A graph specifying the state transitions of a primitive editor.
If the editor is in the Empty state, and if the event Load
file occurs, the editor will change its state to Waiting for a command
when a corresponding Load file action has been performed.
To model an object's dynamic behavior, consider objects as finite state machines. The
state the object resides in is a computational state and is defined by
the stimuli the object can receive and what operations can be performed as a result. An
object that can reside in many computational states is state-controlled.
You can think of an object as transiting between one or more such states during its
existence. The computational state of an object thus defines the object's potential
behavior at a particular moment of its existence.

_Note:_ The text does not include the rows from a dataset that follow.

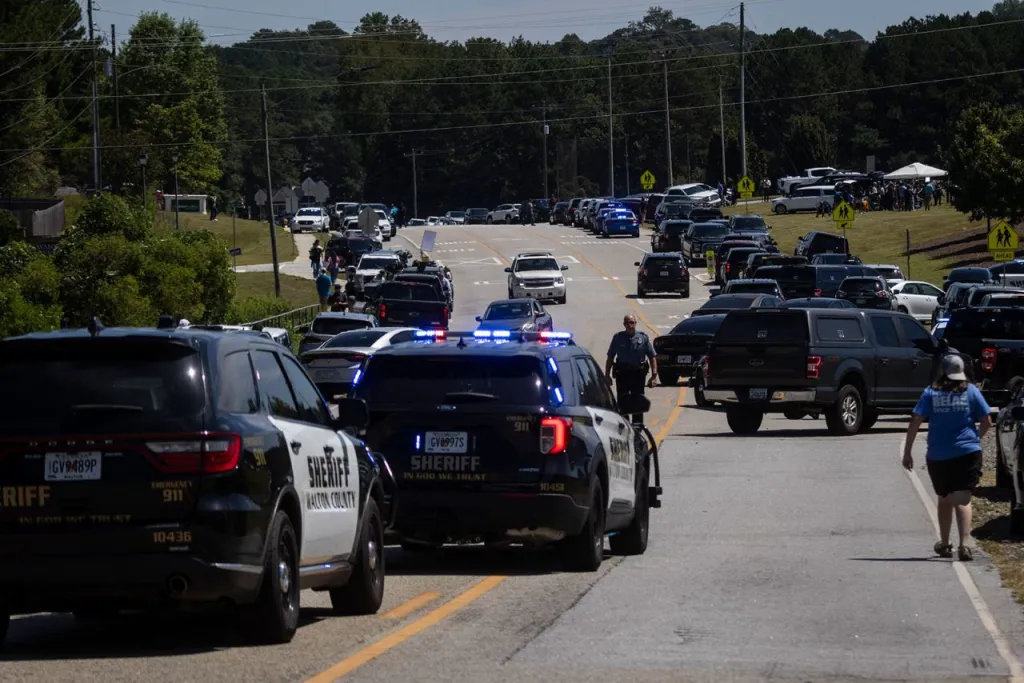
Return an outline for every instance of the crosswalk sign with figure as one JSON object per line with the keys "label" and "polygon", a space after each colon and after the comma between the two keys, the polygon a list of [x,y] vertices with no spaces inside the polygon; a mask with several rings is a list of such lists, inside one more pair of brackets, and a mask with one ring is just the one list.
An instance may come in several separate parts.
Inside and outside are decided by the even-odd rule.
{"label": "crosswalk sign with figure", "polygon": [[650,171],[644,171],[643,175],[640,176],[640,186],[645,190],[650,190],[654,187],[654,174]]}
{"label": "crosswalk sign with figure", "polygon": [[832,222],[835,223],[836,227],[840,230],[846,230],[847,228],[853,227],[853,221],[856,220],[856,218],[857,213],[846,200],[839,200],[839,203],[832,209]]}
{"label": "crosswalk sign with figure", "polygon": [[757,186],[754,185],[754,181],[749,176],[743,176],[740,181],[736,183],[736,190],[740,194],[740,199],[750,199],[754,196],[754,190]]}
{"label": "crosswalk sign with figure", "polygon": [[988,233],[988,250],[993,261],[1012,261],[1017,252],[1020,237],[1006,221],[999,221]]}

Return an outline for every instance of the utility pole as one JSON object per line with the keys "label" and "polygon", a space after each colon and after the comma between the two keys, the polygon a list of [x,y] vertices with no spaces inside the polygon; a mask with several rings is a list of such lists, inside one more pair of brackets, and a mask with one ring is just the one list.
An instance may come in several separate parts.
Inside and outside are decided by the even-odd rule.
{"label": "utility pole", "polygon": [[626,138],[626,144],[624,145],[624,151],[626,154],[626,196],[629,196],[629,131],[622,131],[623,136]]}
{"label": "utility pole", "polygon": [[747,175],[747,50],[744,46],[746,14],[740,3],[740,163],[743,175]]}
{"label": "utility pole", "polygon": [[722,132],[722,185],[729,184],[729,176],[725,170],[725,100],[722,99],[722,79],[718,79],[718,117]]}
{"label": "utility pole", "polygon": [[274,225],[274,188],[270,178],[270,116],[267,112],[267,86],[260,84],[260,97],[263,110],[263,143],[267,155],[267,211],[270,220],[270,255],[274,260],[274,296],[281,297],[281,265],[277,262],[277,229]]}
{"label": "utility pole", "polygon": [[121,98],[117,89],[117,26],[110,25],[110,48],[113,51],[113,59],[110,62],[110,69],[114,76],[114,124],[117,126],[118,135],[121,134]]}
{"label": "utility pole", "polygon": [[690,134],[686,134],[686,182],[690,182]]}
{"label": "utility pole", "polygon": [[417,156],[418,155],[416,154],[416,148],[415,147],[412,148],[412,153],[411,154],[406,154],[405,155],[406,158],[412,157],[412,217],[413,218],[419,218],[420,217],[420,195],[419,195],[419,187],[417,187],[417,176],[419,176],[419,174],[416,172],[416,157]]}
{"label": "utility pole", "polygon": [[675,185],[672,181],[672,116],[668,107],[668,59],[661,63],[662,75],[665,79],[665,157],[668,159],[668,184]]}
{"label": "utility pole", "polygon": [[533,108],[534,109],[540,109],[541,110],[541,116],[543,117],[542,118],[542,122],[543,122],[543,126],[544,127],[541,129],[541,133],[544,136],[544,198],[547,199],[547,198],[549,198],[551,196],[551,193],[548,192],[548,109],[549,109],[549,107],[548,107],[547,100],[541,102],[541,104],[539,106],[536,105],[536,104],[533,105]]}
{"label": "utility pole", "polygon": [[86,14],[89,19],[89,43],[92,47],[92,184],[93,190],[100,191],[100,113],[97,94],[96,33],[92,23],[92,0],[86,0]]}
{"label": "utility pole", "polygon": [[612,127],[612,55],[608,53],[608,195],[615,197],[615,132]]}

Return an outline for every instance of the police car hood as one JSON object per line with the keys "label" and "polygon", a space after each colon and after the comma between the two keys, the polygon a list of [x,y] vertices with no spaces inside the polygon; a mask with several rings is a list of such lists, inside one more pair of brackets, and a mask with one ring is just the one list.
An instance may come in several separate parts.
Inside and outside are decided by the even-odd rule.
{"label": "police car hood", "polygon": [[561,270],[517,270],[513,273],[520,280],[550,280],[562,277]]}
{"label": "police car hood", "polygon": [[530,316],[522,318],[501,318],[499,320],[481,320],[480,326],[477,329],[480,330],[515,330],[518,332],[523,329],[525,325],[531,325],[527,327],[527,330],[532,330],[534,320]]}

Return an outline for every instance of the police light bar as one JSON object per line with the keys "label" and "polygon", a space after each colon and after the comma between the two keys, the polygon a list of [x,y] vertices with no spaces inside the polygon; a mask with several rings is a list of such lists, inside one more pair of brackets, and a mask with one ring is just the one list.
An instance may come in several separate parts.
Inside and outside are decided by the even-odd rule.
{"label": "police light bar", "polygon": [[517,341],[517,342],[561,342],[565,344],[573,343],[572,332],[554,332],[554,331],[543,331],[538,332],[536,330],[473,330],[456,332],[453,330],[424,330],[416,333],[419,338],[437,339],[439,341],[444,340],[457,340],[457,339],[473,339],[478,342],[487,341]]}
{"label": "police light bar", "polygon": [[447,330],[416,330],[416,336],[420,339],[444,339],[447,335]]}
{"label": "police light bar", "polygon": [[543,331],[540,333],[541,339],[559,339],[568,341],[572,339],[572,332],[554,332],[554,331]]}
{"label": "police light bar", "polygon": [[511,339],[510,330],[476,330],[473,336],[477,339]]}

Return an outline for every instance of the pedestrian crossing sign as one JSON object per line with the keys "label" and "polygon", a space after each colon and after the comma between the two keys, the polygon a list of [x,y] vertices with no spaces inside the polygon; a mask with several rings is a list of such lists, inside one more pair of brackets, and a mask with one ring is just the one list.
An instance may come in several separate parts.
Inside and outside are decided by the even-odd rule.
{"label": "pedestrian crossing sign", "polygon": [[832,222],[844,230],[852,227],[855,219],[856,213],[854,212],[853,207],[845,200],[840,200],[839,203],[836,204],[835,208],[832,209]]}
{"label": "pedestrian crossing sign", "polygon": [[[1006,221],[999,221],[988,233],[988,250],[995,255],[996,261],[1012,261],[1019,242],[1017,231]],[[1010,253],[1009,258],[1006,258],[1006,252]]]}
{"label": "pedestrian crossing sign", "polygon": [[650,171],[644,171],[643,175],[640,176],[640,186],[643,187],[645,190],[653,189],[655,180],[656,179],[653,173],[651,173]]}
{"label": "pedestrian crossing sign", "polygon": [[740,199],[750,199],[754,196],[754,190],[757,186],[754,185],[754,181],[750,179],[750,176],[743,176],[740,181],[736,183],[736,190],[740,194]]}

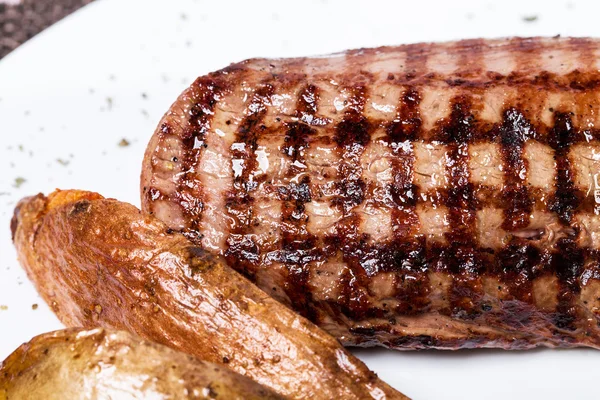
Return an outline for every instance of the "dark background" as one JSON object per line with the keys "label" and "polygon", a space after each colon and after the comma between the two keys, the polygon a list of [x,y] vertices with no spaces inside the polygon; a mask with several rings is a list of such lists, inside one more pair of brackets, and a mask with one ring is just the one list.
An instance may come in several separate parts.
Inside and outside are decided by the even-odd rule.
{"label": "dark background", "polygon": [[0,0],[0,59],[93,0]]}

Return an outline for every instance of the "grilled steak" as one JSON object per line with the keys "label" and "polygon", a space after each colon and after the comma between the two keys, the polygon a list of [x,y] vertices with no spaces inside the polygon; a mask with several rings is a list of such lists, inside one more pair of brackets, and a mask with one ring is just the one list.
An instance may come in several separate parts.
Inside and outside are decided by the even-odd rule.
{"label": "grilled steak", "polygon": [[600,347],[600,41],[465,40],[200,77],[143,209],[346,345]]}

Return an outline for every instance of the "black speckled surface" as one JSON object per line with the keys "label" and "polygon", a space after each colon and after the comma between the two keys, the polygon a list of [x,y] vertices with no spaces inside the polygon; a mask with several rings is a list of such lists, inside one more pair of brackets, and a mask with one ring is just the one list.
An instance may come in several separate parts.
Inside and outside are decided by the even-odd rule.
{"label": "black speckled surface", "polygon": [[0,0],[0,58],[93,0]]}

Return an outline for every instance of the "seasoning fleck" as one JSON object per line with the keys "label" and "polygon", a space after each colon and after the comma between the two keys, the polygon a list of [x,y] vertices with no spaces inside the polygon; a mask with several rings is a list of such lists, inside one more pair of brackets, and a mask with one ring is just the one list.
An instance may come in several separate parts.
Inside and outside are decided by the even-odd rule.
{"label": "seasoning fleck", "polygon": [[70,163],[69,160],[63,160],[62,158],[57,158],[56,162],[59,163],[60,165],[64,166],[64,167],[66,167]]}
{"label": "seasoning fleck", "polygon": [[100,314],[102,312],[102,306],[100,304],[96,304],[94,306],[94,311],[96,311],[96,314]]}
{"label": "seasoning fleck", "polygon": [[123,138],[121,139],[121,141],[119,142],[119,147],[127,147],[129,146],[131,143],[129,143],[129,140]]}
{"label": "seasoning fleck", "polygon": [[525,22],[535,22],[537,21],[538,16],[537,15],[528,15],[526,17],[523,17],[523,21]]}
{"label": "seasoning fleck", "polygon": [[5,306],[4,304],[0,304],[0,311],[6,311],[8,310],[8,306]]}
{"label": "seasoning fleck", "polygon": [[142,99],[147,99],[148,95],[145,92],[142,92]]}
{"label": "seasoning fleck", "polygon": [[34,303],[34,304],[32,304],[32,305],[31,305],[31,309],[32,309],[32,310],[37,310],[37,309],[38,309],[38,305],[37,305],[37,303]]}
{"label": "seasoning fleck", "polygon": [[15,178],[15,183],[13,184],[14,187],[16,187],[17,189],[21,187],[21,185],[23,185],[25,182],[27,182],[27,179],[18,176]]}
{"label": "seasoning fleck", "polygon": [[112,110],[112,107],[113,107],[113,99],[112,99],[112,97],[107,97],[106,98],[106,108],[108,110]]}

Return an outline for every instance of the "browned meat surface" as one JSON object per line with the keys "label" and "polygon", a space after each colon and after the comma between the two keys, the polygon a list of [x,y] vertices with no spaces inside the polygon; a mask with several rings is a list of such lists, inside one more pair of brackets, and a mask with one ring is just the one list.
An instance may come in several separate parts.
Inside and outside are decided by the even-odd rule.
{"label": "browned meat surface", "polygon": [[347,345],[600,347],[600,41],[254,59],[148,146],[143,209]]}
{"label": "browned meat surface", "polygon": [[287,399],[407,399],[335,338],[131,204],[57,191],[22,200],[12,222],[21,265],[69,327],[126,330]]}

The amount of detail you put into a state diagram depends on the behavioral
complexity of the object, which, in turn, depends on:
- The number of its different states.
- The number of different events it reacts to.
- The number of different actions it performs that depend on its state.
- Its degree of interaction with its environment (with other objects).
- Its control complexity during state transitions (control complexity is the complexity of
conditional, and repetitive, transitions).
Objects you might model using state diagrams are:
- State-controlled objects, such as control objects that control the execution of use
cases and boundary objects that manage protocols.
- Any object whose role is clarified by state transitions.
- Complex use cases that are state-controlled.
- Complex actors if, for example, you plan to generate test specifications from them.
- Objects you should not model using state diagrams are:
- Objects with straightforward mapping to their implementation environment.
- Objects that are not state-controlled, such as most entity objects.
Objects that have only one computational state.